Diamond spins for quantum thermodynamics

Spin-based diamond devices, enabled by exquisite quantum control over long-lived spin states and by tailored interaction with their environment, disclose new possibilities for exploring thermodynamics operating at the nanoscales, where fluctuations and quantum effects play a significant role [1]. Diamond electronic spins allow implementation of both unitary and non-unitary dynamics, involving exchange of work, heat, or both. 

We employed different approaches to quantify the contribution of initial quantum coherence, and nonclassical multi-time correlations in thermodynamic processes. We experimentally demonstrated an end-point measurement approach, in which the statistics of energy-change fluctuations are inferred from knowledge of the initial state and the system Hamiltonian. Using this method, we characterized the entropy production associated to quantum coherence in a driven open quantum system [2]. 

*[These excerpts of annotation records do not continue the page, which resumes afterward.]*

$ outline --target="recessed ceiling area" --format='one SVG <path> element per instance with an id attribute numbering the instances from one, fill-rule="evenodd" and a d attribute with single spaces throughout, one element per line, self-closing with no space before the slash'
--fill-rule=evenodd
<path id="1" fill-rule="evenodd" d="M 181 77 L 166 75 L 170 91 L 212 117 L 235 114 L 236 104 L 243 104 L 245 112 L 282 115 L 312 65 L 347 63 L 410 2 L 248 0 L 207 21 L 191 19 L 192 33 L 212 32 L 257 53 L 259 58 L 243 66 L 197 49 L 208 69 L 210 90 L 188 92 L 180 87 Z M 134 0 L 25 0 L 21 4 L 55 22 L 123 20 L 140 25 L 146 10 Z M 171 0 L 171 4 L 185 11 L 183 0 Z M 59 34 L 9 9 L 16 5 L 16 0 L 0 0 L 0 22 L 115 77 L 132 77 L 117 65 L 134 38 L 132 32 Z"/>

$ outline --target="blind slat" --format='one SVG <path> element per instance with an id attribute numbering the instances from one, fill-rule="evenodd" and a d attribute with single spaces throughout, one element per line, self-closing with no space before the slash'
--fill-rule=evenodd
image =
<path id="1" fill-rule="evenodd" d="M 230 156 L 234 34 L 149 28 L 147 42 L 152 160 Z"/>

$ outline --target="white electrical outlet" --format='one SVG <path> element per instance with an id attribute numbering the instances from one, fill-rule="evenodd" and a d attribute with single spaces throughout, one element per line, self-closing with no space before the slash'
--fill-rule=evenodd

Furthermore, we investigated genuinely nonclassical multi-time correlations in a diamond spin qutrit under a unitary quantum work process, via Kirkwood-Dirac quasiprobability (KDQ) distributions [3]. We measured the real part of KDQ via projective measurements, and the full distribution with an interferometric scheme. Interestingly, we observed anomalous work extraction [4] and analyzed the behavior of the first and second moments of work, connecting them with Robertson-Schrödinger uncertainty relation [5].